Körlük, Hamid Dabaşi’nin “komprador aydın” dediği
tipin oluşumu için gerekli zemini teşkil eder. Dabaşi’nin “paranın uşağı,
avare, köksüz ve paralı asker”[2] olarak tanımladığı bu tip, siyaseti kendi
bireyliğinin serbestiyet alanını genişletmek olarak anlar. Tanrı’nın yerine
kendine tapmayı, maddi kazanımları yüceltmeyi koyan bu yüksek siyasetçiler,
tehdit ve tehlike teşkil edecek kolektif her tür dinamiği tasfiye etmeyi görev
bellerler. Bunların kendi devletlerine yönelik eleştirileri karşısında, başka
devletlere tek laf etmemelerine aldanmamak gerekir.
Paranın serbestiyetini avarelik imkânı, köksüzlüğü
avarelik etme fırsatı olarak gördüğü için bu aydın, askerleşir. O artık kendi
ülkesinin vicdanî retçisi, başka orduların askeridir. Sivil-asker ayrımı, bu
kişiler şahsında geçersizleşir, çünkü bu kişiler, liberalizmin askerliğini
yaparlar. Ordunun neoliberal koşullara uyum sağladığı koşullarda, asker
eleştirileri de hükmünü yitirir. Tüm sivil toplum kuruluşları birer garnizona
dönüşürler. İlişkilerin sorgulanması asla istenmez.

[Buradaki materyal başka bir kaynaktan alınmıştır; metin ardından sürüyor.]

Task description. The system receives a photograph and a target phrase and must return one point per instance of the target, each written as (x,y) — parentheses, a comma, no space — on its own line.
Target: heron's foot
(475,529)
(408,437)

Frantz Fanon’un son duası şudur: “Benim naçiz bedenim,
beni her daim sorgulayan bir insan yap.”[3] Artık bu duayı edecek bir isme
rastlanmaz. Dümen de çarklar da dönmelidir. Geminin altındaki kürekçilerin
etinden akan kan ve ter kimsenin umurunda değildir. Bunların edebiyatını
satanlar, başköşededir. Görevleri, ezilenlere uşak, avare, köksüz ve paralı
asker olmayı öğretmektir.
Bahsi edilen garnizonların güvenliği, kolektif
dinamiklerin pasifize edilmesine, kontrol altına alınmasına bağlıdır.
Dolayısıyla güç ve kudret arayışları geçersiz kılınmalıdır. Yoksulların ve
ezilenlerin tümünün imha edilemeyeceğini efendiler de bilirler. Bu önbilgi,
aracıları, koruyucu kılıfları şart koşar.

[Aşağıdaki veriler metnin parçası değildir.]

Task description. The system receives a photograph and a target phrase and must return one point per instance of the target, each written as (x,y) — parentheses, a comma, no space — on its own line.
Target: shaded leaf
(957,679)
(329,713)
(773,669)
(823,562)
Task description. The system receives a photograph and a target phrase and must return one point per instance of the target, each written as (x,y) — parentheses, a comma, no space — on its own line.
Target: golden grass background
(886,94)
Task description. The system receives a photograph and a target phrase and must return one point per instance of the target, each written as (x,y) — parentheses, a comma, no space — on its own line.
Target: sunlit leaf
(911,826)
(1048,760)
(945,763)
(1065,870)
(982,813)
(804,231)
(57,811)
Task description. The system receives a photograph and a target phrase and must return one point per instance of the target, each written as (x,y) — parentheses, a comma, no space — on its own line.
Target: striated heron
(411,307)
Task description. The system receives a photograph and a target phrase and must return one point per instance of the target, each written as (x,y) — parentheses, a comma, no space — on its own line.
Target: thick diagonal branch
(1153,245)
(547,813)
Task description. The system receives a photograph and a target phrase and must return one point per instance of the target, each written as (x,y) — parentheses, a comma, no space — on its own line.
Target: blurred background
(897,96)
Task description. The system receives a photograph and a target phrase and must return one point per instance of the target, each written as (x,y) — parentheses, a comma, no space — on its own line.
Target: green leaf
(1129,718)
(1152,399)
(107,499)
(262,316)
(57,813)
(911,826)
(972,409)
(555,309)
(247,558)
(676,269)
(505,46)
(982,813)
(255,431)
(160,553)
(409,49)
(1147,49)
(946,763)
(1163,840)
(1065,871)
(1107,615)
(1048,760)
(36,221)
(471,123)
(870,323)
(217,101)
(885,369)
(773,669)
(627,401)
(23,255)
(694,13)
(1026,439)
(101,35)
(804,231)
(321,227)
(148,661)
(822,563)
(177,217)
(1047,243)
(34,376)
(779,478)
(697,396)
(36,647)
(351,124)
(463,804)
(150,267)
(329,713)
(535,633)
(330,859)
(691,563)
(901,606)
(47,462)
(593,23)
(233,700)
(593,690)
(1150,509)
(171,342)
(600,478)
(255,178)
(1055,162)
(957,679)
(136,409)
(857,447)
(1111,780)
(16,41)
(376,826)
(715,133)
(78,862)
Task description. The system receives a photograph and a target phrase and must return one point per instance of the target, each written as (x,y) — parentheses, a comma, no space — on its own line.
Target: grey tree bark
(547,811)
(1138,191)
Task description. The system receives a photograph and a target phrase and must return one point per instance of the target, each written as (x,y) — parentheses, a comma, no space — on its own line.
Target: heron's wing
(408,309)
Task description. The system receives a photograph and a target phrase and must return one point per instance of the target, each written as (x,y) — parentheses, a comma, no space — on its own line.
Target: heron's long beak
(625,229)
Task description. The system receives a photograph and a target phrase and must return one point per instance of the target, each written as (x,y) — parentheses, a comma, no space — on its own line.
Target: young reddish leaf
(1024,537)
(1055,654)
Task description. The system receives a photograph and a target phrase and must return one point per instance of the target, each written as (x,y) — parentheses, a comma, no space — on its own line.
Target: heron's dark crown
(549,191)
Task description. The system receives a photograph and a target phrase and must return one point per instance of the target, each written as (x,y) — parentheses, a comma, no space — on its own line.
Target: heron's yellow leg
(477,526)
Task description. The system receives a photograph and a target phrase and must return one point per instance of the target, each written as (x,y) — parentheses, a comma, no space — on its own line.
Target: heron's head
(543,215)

Bunlar, efendileri adına yoksullara, ezilenlere
sinmeyi, verili özelliklerini yücelterek övünmeyi öğretirler. Ezilenler, bu
isimler aracılığıyla, “ezenlerle değil, ezildiği yanlarla mücadele”nin
mevzilerine yığılırlar. Ezilen yanlar, ezenlerle mücadeleyi görmez. Ezilenlerin
bilincine, ezilenlerle mücadelenin ezilen yanları beslediği düşüncesi
nakşedilir.
Ezilenlere ezildikleri yerlerle mücadele etmeyi
öğretmek, yanlıştır. Aslolan, o yerlere devrimin bayrağını dikmektir. Latin
Amerika’dan öğrenilen devrim ve devrimcilik bilgisi, Avrupaîdir. Bu bilgi,
sadece ezilmenin gerçekleştiği yerlerle mücadeleyi öğretir. Önemli olan,
mücadelenin maddesi ve diyalektiğidir. Ezilen yerlerdeki kıyamda olmak, öncü
kol çıkartmak ve öne atılmak şarttır. Bu açıdan, bu sefil koşullarda eldeki
kandille “yeni insan” arayışına girişmek yanlıştır. “Yeni” yenilenmeden,
“insan”ı insan kılmadan bu teşebbüs düzene bağlanacaktır.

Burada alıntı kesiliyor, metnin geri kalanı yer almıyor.